Discipline is perceived to be much harder than suffering ill effects of indisciplined work

Vinod Kumaar R
2 min readJun 22, 2020

I was very surprised when I moved to ThoughtWorks to see the kind of workload people were able to handle. What used to be done by a 40 member team was done by a 14 member team when I made the shift and there were no odd hours and weekend hours which was very normal in the industry.

Our team had 4 pairs of developers, a pair of QA, a pair of BA, a PM and a UI specialist. In my previous teams I have never worked closely with a QA on a day to day basis. If I have to make a change in the db I have to raise a change request to a DBA, if I have to checkin code I have to call my TL for a review, if the QA has to test then I have to work with the build master to ask for an env to deploy my code and test. I also forgot to mention about branching and merging, it was an everyday nightmare. War rooms were required to take things to higher environments and pray for the best.

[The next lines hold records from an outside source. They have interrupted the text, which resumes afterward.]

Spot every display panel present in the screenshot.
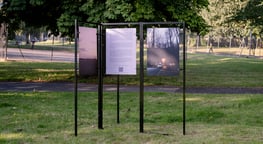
[147,28,180,76]
[106,28,136,75]
[78,27,97,76]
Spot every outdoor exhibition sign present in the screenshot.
[78,27,97,75]
[106,28,136,75]
[147,28,180,76]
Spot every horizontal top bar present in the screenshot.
[101,22,184,26]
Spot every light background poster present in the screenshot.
[147,28,180,76]
[106,28,136,75]
[79,27,97,59]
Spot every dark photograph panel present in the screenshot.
[147,28,180,76]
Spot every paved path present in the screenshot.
[7,48,74,62]
[0,82,263,94]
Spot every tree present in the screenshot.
[80,0,209,33]
[1,0,209,37]
[231,0,263,33]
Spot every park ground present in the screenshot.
[0,46,263,144]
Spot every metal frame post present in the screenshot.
[97,25,103,129]
[140,23,144,133]
[74,20,79,136]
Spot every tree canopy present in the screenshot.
[0,0,209,36]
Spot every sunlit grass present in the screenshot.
[0,54,263,87]
[0,92,263,144]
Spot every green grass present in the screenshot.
[0,92,263,144]
[0,54,263,87]
[0,62,74,82]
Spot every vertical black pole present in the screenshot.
[97,25,103,129]
[74,20,79,136]
[183,23,186,135]
[140,23,144,133]
[117,75,120,124]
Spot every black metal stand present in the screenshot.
[117,75,120,124]
[74,20,79,136]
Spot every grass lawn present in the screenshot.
[0,54,263,87]
[0,92,263,144]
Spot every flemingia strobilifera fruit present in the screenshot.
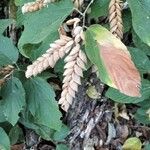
[85,25,141,97]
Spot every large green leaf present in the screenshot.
[106,80,150,103]
[0,19,13,34]
[25,78,61,130]
[0,77,25,125]
[30,31,59,60]
[128,47,150,73]
[127,0,150,46]
[0,127,10,150]
[90,0,110,18]
[19,0,73,55]
[85,25,141,97]
[9,125,24,145]
[144,143,150,150]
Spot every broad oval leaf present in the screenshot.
[0,19,13,34]
[0,77,25,125]
[85,25,141,97]
[0,35,18,66]
[0,127,10,150]
[25,77,62,130]
[127,0,150,46]
[18,0,73,57]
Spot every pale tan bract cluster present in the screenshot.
[109,0,123,39]
[59,19,86,111]
[26,18,87,111]
[22,0,56,14]
[26,35,74,78]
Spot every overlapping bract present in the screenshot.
[109,0,123,39]
[26,18,86,111]
[59,22,86,111]
[26,35,74,78]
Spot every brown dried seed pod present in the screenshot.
[26,36,74,78]
[109,0,123,39]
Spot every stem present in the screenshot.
[82,0,94,27]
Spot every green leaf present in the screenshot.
[0,127,10,150]
[144,144,150,150]
[56,144,69,150]
[0,19,13,34]
[90,0,110,18]
[0,77,25,125]
[128,47,150,73]
[25,77,61,130]
[53,124,69,141]
[85,25,141,97]
[18,0,73,56]
[0,36,18,66]
[127,0,150,46]
[85,25,112,84]
[122,137,142,150]
[9,125,23,145]
[106,80,150,103]
[19,110,54,141]
[30,32,59,60]
[132,30,150,56]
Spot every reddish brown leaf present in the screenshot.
[99,44,141,97]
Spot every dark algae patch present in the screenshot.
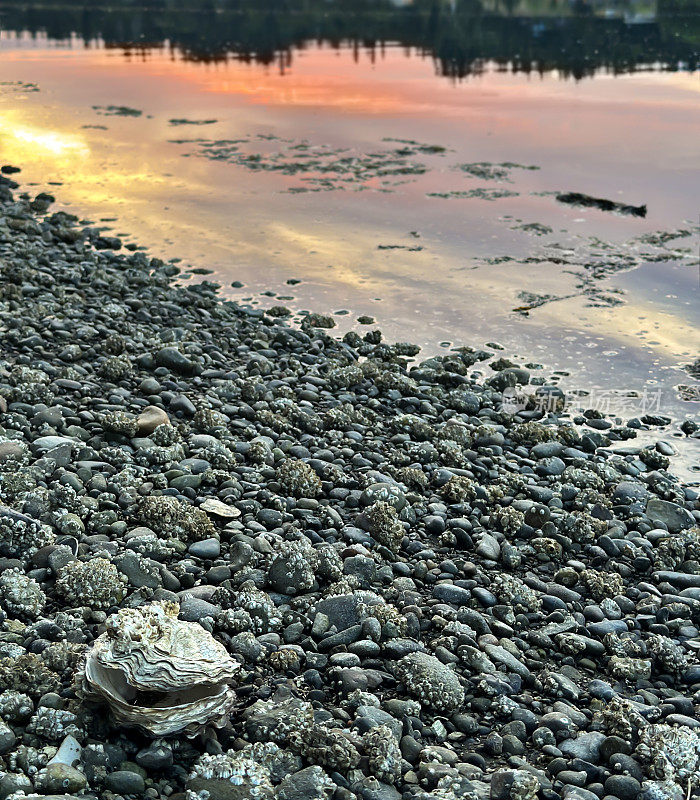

Photo by Mark Duffel on Unsplash

At ThoughtWorks rules were very simple but stringent. Everyone develops on trunk, pair programming & test driven development was the norm, post commit mob reviews once in a few days, dev huddle if stuck for more than an hour of no progress as a pair; automated build, deploy and migrations, breaking a build is a taboo.

Going live was a non event leave alone promoting between environments, no one flinches, it was merely ribbon cutting ceremony. A few simple non negotiable rules makes a good system that can deliver continuously and ready to go live in a flip of a switch yet I don’t see why many people in the industry fail to follow this. May be discipline is perceived to be much harder compared to ill effects of indisciplined work.